Gambling and Gender

Since the turn of the 20th century, the defined gender roles of the past have become distinctly more blurred. Whilst, once upon a time, activities and hobbies were definitively separated into male and female pursuits, today, people are now able to explore their interests regardless of what gender they may be. This had led to many traditionally male-oriented pastimes seeing a surge of female participants in the 21st century. In some cases, female uptake is even outstripping its male equivalent.

A key example of this is in regards to gaming. Stereotypically seen as an activity favoured by young males, it was recently revealed that women now makeup a 52% majority of the gaming population. This sharp rise is particularly potent in the online gambling sector of gaming, with the female demographic increasing by 80% since 2004, compared to only 60% by the male demographic.

This surge of female users, and their emergence as a significant percentage of online casino users, has led to many studies dedicated to exploring how this new gambling demographic’s preferences compare to the older, more established, male user-base. The results have proven that whilst women are increasingly likely to gamble as much as men, and be equally successful at it, the casino games they chose to play and their approach to gambling in general remain very different compared to their male counterparts.

For example, men are more likely to play casino games that are not only higher-risk but that pit them against each-other directly. Women, on the other hand, tend to select gambling activities with limited risk, and lower potential losses that also place them against mechanical opponents rather than their friends or fellow patrons. Consequently, male gamblers enjoy casino games like poker or blackjack, whilst women prefer slot machines and roulette.

Another facet of this divide comes from what men and women want from a gambling or casino experience and how they access them. Men are statistically more likely to spend prolonged time at a casino, usually wanting it to be an experience that lasts for the duration of the evening. Women, on the other hand, generally frequent casinos for brief periods of time, usually as only one of many components of the evening.

Therefore, men enjoy the sociability and slow build-up offered by games such as poker, as it allows them not only to fuse social interaction with the gambling pursuit itself but also creates a more leisurely pace. Meanwhile, women enjoy the slot machines and roulette wheels because these are casino games they can easily dip in and out of. It doesn’t require prolonged commitment or focus.

This relates to men seeing gambling as the primary activity of a casino trip, and therefore devoting their concentration and energy solely to this. Unlike women who, seeing it as a more sociable and fleeting experience, like quick-fire casino games of luck as it allows them to continue focusing on the conversation and flow of their evening as whole. It is a complimentary rather than primary element of their plans.

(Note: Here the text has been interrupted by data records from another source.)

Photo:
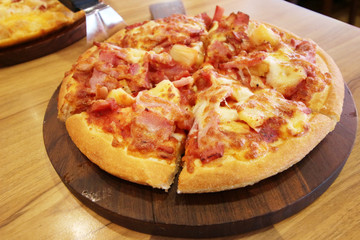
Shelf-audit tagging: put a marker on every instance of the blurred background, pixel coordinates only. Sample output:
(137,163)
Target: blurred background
(344,10)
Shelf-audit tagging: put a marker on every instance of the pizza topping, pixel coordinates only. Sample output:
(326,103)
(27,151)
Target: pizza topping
(219,12)
(226,89)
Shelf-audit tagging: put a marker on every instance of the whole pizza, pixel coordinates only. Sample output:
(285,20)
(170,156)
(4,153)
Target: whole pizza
(224,102)
(25,20)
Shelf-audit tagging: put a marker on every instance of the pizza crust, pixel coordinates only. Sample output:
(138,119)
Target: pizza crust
(218,175)
(229,173)
(97,146)
(334,102)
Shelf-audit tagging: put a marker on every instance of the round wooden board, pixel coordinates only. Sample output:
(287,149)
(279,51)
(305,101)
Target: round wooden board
(39,47)
(156,212)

Of course, as is the case with any discussion of gender, these findings are not iron-clad. Statistics may prove a supported consensus but not a concrete proclamation or excuse for generalisation. Moreover, with the rise of female poker players like Victoria Coren-Mitchell, it is likely that these gender divides will morph and change within the gambling industry, in the same way they have done in society as a whole, as women become more and more engrained and experienced with gambling culture.